Лет в тринадцать я бегал туда каждый день, чтобы встретить круглолицую Машу Мещанинову. Маша, чуть завидит меня, бывало, спешит убежать из дому, но чаще всего мать окликает и велит заняться делом. А дел у Маши, видно, много было, потому редко удавалось нам видеться.

В радостные часы встречи мы с ней забирались в чащу, собирали ягоды. Она говорила редко, словно речь ей давалась с трудом. Только подставляла сомкнутые губы, когда я ее целовал.

Ребятишки приметили наше общение. Машу стали дразнить мною, и она уже не выходила в лес, когда я проходил мимо ее дома.

История одной семьи — это очень много.

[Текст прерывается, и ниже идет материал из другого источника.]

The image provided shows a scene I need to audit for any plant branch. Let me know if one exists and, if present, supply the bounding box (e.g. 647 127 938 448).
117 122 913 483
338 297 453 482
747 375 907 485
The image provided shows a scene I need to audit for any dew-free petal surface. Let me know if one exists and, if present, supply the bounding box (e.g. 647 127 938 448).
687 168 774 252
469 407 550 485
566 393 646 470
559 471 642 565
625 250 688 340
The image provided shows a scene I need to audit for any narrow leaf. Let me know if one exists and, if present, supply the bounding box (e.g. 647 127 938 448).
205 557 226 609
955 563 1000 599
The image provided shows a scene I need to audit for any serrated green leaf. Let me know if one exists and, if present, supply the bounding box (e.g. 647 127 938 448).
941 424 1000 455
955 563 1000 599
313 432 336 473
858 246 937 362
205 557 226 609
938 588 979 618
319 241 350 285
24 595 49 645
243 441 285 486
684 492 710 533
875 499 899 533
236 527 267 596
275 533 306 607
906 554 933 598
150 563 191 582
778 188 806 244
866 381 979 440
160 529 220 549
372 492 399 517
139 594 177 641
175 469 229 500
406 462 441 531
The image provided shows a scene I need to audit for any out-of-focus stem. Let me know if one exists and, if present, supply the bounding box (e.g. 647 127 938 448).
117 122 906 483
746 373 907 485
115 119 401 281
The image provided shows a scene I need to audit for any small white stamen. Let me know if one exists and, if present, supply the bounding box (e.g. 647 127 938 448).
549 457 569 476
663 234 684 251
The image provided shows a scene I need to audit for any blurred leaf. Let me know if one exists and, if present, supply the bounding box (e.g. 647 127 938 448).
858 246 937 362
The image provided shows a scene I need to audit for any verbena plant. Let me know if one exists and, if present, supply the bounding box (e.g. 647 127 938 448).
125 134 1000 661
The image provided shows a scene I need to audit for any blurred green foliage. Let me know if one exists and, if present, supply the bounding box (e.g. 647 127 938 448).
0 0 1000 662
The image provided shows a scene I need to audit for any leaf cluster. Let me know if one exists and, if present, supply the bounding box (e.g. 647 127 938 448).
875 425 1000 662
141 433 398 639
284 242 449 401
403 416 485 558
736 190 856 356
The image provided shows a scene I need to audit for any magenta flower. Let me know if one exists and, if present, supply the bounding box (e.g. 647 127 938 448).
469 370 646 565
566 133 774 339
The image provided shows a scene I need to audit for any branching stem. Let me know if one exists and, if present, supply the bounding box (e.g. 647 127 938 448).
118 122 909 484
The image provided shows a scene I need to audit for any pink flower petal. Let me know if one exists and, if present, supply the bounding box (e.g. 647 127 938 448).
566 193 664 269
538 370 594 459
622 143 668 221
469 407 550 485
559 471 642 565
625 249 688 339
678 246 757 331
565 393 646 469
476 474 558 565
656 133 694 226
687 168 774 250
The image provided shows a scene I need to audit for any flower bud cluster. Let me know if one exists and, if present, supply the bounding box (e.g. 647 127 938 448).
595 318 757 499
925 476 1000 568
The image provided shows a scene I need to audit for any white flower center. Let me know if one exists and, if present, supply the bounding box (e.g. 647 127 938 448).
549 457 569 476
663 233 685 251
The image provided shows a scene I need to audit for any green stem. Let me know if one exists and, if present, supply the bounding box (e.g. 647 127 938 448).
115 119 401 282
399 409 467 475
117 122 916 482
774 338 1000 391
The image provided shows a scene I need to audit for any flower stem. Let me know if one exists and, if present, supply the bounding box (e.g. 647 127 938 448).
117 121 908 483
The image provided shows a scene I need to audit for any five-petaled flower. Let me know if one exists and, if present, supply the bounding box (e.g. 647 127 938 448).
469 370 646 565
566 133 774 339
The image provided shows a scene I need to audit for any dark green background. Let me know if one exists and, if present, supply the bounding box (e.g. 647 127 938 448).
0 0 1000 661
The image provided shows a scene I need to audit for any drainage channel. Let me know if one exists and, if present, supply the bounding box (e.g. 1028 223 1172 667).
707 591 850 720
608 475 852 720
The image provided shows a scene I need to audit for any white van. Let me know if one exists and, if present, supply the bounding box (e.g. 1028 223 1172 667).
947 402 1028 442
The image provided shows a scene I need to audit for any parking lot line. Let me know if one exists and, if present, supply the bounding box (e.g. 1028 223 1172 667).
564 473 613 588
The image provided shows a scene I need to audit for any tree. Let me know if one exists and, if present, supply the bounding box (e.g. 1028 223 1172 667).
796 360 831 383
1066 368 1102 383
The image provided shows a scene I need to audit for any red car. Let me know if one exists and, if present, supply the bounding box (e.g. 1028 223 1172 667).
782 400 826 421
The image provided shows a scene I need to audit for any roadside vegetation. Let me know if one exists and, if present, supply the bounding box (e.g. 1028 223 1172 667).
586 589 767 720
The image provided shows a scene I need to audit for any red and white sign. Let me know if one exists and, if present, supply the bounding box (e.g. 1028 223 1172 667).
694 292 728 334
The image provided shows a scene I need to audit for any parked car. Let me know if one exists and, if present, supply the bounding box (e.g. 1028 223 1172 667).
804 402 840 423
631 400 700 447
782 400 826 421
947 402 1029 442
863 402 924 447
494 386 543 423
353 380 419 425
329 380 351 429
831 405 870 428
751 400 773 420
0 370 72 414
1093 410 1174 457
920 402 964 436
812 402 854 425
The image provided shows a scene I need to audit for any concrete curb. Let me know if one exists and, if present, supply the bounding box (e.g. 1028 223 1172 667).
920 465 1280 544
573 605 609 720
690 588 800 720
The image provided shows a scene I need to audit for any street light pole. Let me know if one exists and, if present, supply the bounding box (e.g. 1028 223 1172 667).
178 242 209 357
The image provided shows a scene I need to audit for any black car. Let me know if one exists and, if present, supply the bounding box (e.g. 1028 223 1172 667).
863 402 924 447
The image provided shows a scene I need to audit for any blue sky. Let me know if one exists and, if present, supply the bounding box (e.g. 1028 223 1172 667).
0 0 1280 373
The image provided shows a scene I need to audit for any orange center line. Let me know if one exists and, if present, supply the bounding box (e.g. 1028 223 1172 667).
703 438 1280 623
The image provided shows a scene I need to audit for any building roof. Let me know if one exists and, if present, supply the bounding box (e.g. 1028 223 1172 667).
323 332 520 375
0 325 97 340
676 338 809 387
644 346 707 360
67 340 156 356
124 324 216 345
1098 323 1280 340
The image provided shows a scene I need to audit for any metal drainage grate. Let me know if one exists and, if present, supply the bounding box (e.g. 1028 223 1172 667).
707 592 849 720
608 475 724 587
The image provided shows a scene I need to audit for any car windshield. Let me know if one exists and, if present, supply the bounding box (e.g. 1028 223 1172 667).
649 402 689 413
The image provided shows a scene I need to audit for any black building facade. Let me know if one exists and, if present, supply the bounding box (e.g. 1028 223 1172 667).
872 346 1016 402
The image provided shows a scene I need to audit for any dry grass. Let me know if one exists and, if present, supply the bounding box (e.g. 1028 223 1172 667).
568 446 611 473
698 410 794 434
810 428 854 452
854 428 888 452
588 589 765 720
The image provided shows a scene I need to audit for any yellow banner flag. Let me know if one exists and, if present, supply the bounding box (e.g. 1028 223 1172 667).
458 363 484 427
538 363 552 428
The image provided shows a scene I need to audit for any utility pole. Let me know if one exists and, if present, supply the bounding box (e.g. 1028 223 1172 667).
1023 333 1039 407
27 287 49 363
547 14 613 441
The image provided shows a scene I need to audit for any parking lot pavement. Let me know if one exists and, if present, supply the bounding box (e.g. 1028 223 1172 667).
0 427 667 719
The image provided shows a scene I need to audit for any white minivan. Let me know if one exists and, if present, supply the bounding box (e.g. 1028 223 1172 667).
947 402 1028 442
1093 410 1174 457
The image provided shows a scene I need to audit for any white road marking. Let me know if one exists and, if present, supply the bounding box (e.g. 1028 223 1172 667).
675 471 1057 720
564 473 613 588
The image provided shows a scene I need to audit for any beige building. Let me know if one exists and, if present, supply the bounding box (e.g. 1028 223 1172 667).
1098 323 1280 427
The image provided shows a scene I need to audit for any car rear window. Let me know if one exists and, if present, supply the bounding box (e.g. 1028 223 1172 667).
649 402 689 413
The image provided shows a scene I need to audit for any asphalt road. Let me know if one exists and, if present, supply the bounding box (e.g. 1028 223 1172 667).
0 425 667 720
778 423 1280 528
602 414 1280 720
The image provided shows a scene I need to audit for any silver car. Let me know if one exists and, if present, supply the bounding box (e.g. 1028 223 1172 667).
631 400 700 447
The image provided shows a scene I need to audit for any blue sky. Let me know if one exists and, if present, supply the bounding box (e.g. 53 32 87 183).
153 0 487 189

Не просто отдельный человек, а именно человек в семейном окружении, то есть в самом малом дроблении среды, и есть истинная плоть истории, овеществление процесса. Не зря мы с таким увлечением читаем семейные романы, которые всегда романы исторические, и слушаем семейные повествования, большая часть которых пропадает и забывается.

Семейные хроники для истинного историка — материал не менее ценный, чем статистические данные, хронологические детали, мемуары политиков и тайные документы. Для исторического же писателя истории семей — главный материал, в котором запечатлена история в ее объемном, то есть художественном виде.

В периоды, когда история умышленно фальсифицируется и подгоняется под схемы, неизбежно растет интерес к мемуаристике. В этом сказывается потребность людей в подлинной истории, в подлинном осмыслении процесса.